Catfish nor Plecos are not meant to be "cleaner" fish. They will need their own foods (i.e. sinking pellets) if you want to keep them.

If you find that you have a lot of uneaten food at the bottom of the tank, then it means you are feeding too much.


----------



## Hitch (Apr 26, 2009)

the best cleaner is a net or a vacuum. And yes, if there are leftover food, you are feeding too much.

even if you are adding a fish that would eat some of the left over food, they will be creating more waste....so its quite counter productive to get a fish for the purpose of "cleaning"..

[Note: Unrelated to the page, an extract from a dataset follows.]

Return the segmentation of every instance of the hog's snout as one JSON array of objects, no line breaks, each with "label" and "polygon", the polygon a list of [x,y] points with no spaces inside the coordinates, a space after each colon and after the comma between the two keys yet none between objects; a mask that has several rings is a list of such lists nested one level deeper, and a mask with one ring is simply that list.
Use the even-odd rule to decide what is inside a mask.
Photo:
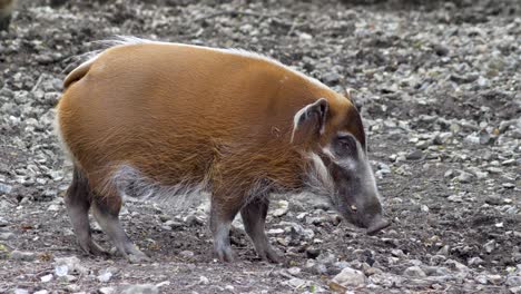
[{"label": "hog's snout", "polygon": [[390,225],[391,225],[391,222],[385,219],[383,216],[376,216],[367,226],[367,235],[374,235],[379,231],[386,228]]}]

*just a small side note...plecos are catfish..*


----------



## bluekrissyspikes (Apr 16, 2009)

i agree with feeding too much but if you have a larger tank that is not fully stocked you could still get something that will eat any food that goes to the bottom. it won't clean poo or anything though, and it will still make a mess of it's own.


----------



## Cory (May 2, 2008)

I've just recently got back into corydoras because I thought the panda cories were cute for a long time. Even though I know some small pieces of flake get down to the bottom where they can eat it I still feed them their own sinking pellets just to be sure. Even if they could survive off the leavings of other fish they still wouldn't be eating the waste so a gravel vacuum is neccessary either way. While marine tanks are a bit different, there isn't really such thing as a utility fish in FW with the exception of maybe bristlenoses and a few others that eat algae but they also require supplementary food.


----------